Retrospective collection of headache data through questionnaires or clinical interviews is valid compared with prospective diaries when frequency and duration of attacks is addressed (5). However, recall-based data are less valid when the intensity of previously experienced headaches is addressed (5, 21). These findings indicate that prospectively registered pain intensity data should be preferred over retrospectively collected data.

However, there may be some problems associated with the layout of the diary with regard to the possibility of referring to previous VAS scores when giving a new score. The opinions on what is the optimal method differ. It has been argued that VAS registration is more valid when used without knowledge of previous scores when a small group of patients are followed in a clinically relevant manner with repeated evaluations over time (15). Furthermore, it seems that correlation between pain measured by VAS over time is particularly insensitive to gradual reduction of pain (15).
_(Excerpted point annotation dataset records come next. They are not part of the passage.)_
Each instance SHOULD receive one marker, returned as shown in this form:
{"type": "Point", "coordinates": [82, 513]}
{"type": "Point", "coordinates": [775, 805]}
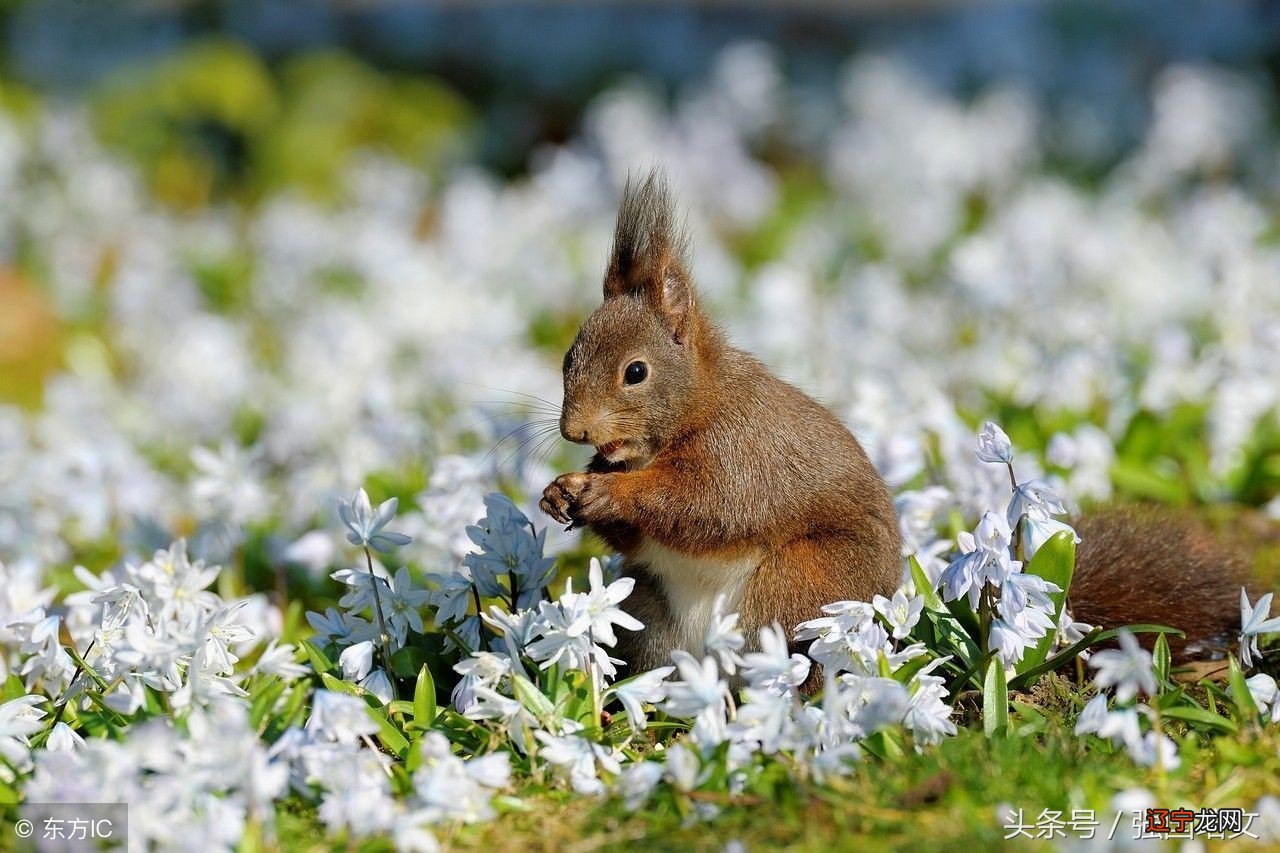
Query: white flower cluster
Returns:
{"type": "Point", "coordinates": [987, 565]}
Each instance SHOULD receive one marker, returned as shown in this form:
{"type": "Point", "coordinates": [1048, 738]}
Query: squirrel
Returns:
{"type": "Point", "coordinates": [712, 477]}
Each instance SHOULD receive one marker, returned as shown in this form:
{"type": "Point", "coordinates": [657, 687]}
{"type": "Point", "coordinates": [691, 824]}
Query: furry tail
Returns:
{"type": "Point", "coordinates": [1159, 566]}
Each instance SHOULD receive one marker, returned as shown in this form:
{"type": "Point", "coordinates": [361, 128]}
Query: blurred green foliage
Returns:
{"type": "Point", "coordinates": [215, 121]}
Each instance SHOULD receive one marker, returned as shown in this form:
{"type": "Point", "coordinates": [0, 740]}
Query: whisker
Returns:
{"type": "Point", "coordinates": [507, 391]}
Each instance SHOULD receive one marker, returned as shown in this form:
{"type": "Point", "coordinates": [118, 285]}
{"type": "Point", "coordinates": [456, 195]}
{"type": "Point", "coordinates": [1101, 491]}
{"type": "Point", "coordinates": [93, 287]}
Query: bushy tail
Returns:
{"type": "Point", "coordinates": [1164, 568]}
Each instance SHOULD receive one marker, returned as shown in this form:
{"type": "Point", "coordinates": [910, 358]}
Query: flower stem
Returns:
{"type": "Point", "coordinates": [384, 638]}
However, it has also been argued that patients need access to their previous scores in order to reduce the random variation involved in repeated VAS measurements and that this may be preferable when the aim is to follow change in pain intensity over time (11). We examined test–retest reliability without the patient having access to previous scores. The use of these scales in long-term monitoring of pain, to see whether the progression of pain over time is affected by having access to previous scores, should also be validated separately.

We conclude that the 33.3-mm vertical VAS incorporated into a pain diary is valid for prospective registration of pain in headache and non-headache pain. Compared with a categorical VRS, we suggest that the ability to use a VAS gives a more complete picture of pain intensity in patients with headache and other chronic pain. Thus, the pain diary containing a vertical VAS may help to improve pain management. Furthermore, this type of diary would be easy to adapt to an electronic format, which would further simplify data collection and analysis.